A American Heart Association (Associação Americana do Coração) começou a recomendar mudanças dietéticas para controlar os níveis de colesterol desde 1960. Dieta apenas, contudo, provou não ser o bastante em casos graves e as drogas disponíveis então tinham efetividade limitada. As companhias farmacêuticas estavam explorando cada possibilidade de intervenção, mas tais explorações não estavam entre as maiores prioridades. Colestiramina, um inibidor da reabsorção de ácido biliar, estava entre os medicamentos mais eficazes, mas não era saborosa de tomar e a aderência era baixa. Contudo o National Institutes of Health [NIH] (Instituto Nacional de Saúde) patrocinou o estudo Coronary Primary Prevention Trail, um estudo clínico de 7 anos, randomizado, duplo-cego de colestiramina entre 3800 homens com hipercolesterolemia. O estudo mostrou uma significativa redução em 20% na taxa de doença coronariana fatal ou infarto não fatal. Com estes achados em mãos o NIH convocou um conselho de consenso para rever todos os dados relevantes. Com base nas conclusões deste conselho, o NIH declarou em 1985 que diminuir os níveis de colesterol no sangue deveria ser um objetivo maior. A caçada por medicamentos que reduzissem as gorduras se intensificou, mas a controvérsia sobre o colesterol não acabou totalmente.

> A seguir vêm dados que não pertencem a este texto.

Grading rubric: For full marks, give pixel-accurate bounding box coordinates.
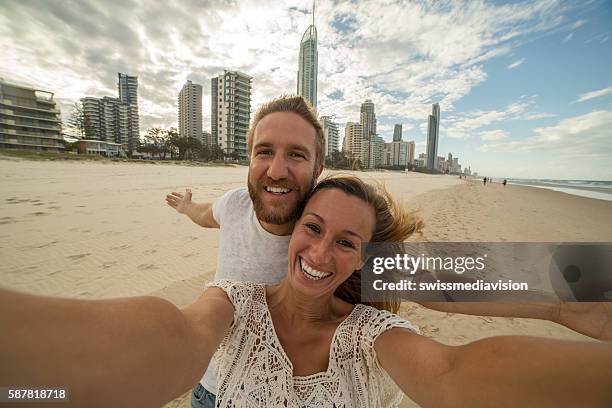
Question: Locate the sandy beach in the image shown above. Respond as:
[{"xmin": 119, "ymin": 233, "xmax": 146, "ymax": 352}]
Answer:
[{"xmin": 0, "ymin": 156, "xmax": 612, "ymax": 407}]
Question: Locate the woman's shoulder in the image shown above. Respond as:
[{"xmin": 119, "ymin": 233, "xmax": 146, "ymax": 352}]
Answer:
[
  {"xmin": 206, "ymin": 279, "xmax": 265, "ymax": 307},
  {"xmin": 353, "ymin": 304, "xmax": 420, "ymax": 346}
]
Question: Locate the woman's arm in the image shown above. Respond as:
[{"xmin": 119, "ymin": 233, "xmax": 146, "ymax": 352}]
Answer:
[
  {"xmin": 0, "ymin": 288, "xmax": 233, "ymax": 407},
  {"xmin": 375, "ymin": 328, "xmax": 612, "ymax": 407},
  {"xmin": 416, "ymin": 272, "xmax": 612, "ymax": 341}
]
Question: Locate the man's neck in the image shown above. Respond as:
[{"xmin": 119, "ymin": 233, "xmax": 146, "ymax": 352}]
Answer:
[{"xmin": 258, "ymin": 220, "xmax": 295, "ymax": 236}]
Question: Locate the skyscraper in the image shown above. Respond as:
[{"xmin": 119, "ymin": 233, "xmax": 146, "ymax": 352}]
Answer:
[
  {"xmin": 359, "ymin": 99, "xmax": 376, "ymax": 168},
  {"xmin": 427, "ymin": 103, "xmax": 440, "ymax": 170},
  {"xmin": 117, "ymin": 72, "xmax": 140, "ymax": 152},
  {"xmin": 81, "ymin": 96, "xmax": 129, "ymax": 151},
  {"xmin": 297, "ymin": 3, "xmax": 318, "ymax": 109},
  {"xmin": 321, "ymin": 116, "xmax": 338, "ymax": 157},
  {"xmin": 178, "ymin": 81, "xmax": 202, "ymax": 139},
  {"xmin": 0, "ymin": 78, "xmax": 64, "ymax": 152},
  {"xmin": 342, "ymin": 122, "xmax": 363, "ymax": 165},
  {"xmin": 368, "ymin": 135, "xmax": 385, "ymax": 169},
  {"xmin": 393, "ymin": 124, "xmax": 402, "ymax": 142},
  {"xmin": 210, "ymin": 70, "xmax": 253, "ymax": 160}
]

Reduzir o colesterol por inibir a biossíntese de colesterol endógeno mostrou em estudos com animais ser possível, e na década de 60, muitas companhias estavam buscando moléculas que bloqueassem 1 dos mais de 30 passos na síntese do colesterol a partir do acetil-coenzima A (CoA). Dúzias, talvez centenas, de homólogos de intermediários (que serviriam como miméticos não funcionantes) ao longo da via foram sintetizados. Poucos foram efetivos em sistemas acelulares e menos ainda foram eficazes in vivo, e quase todos falharam em nível clínico.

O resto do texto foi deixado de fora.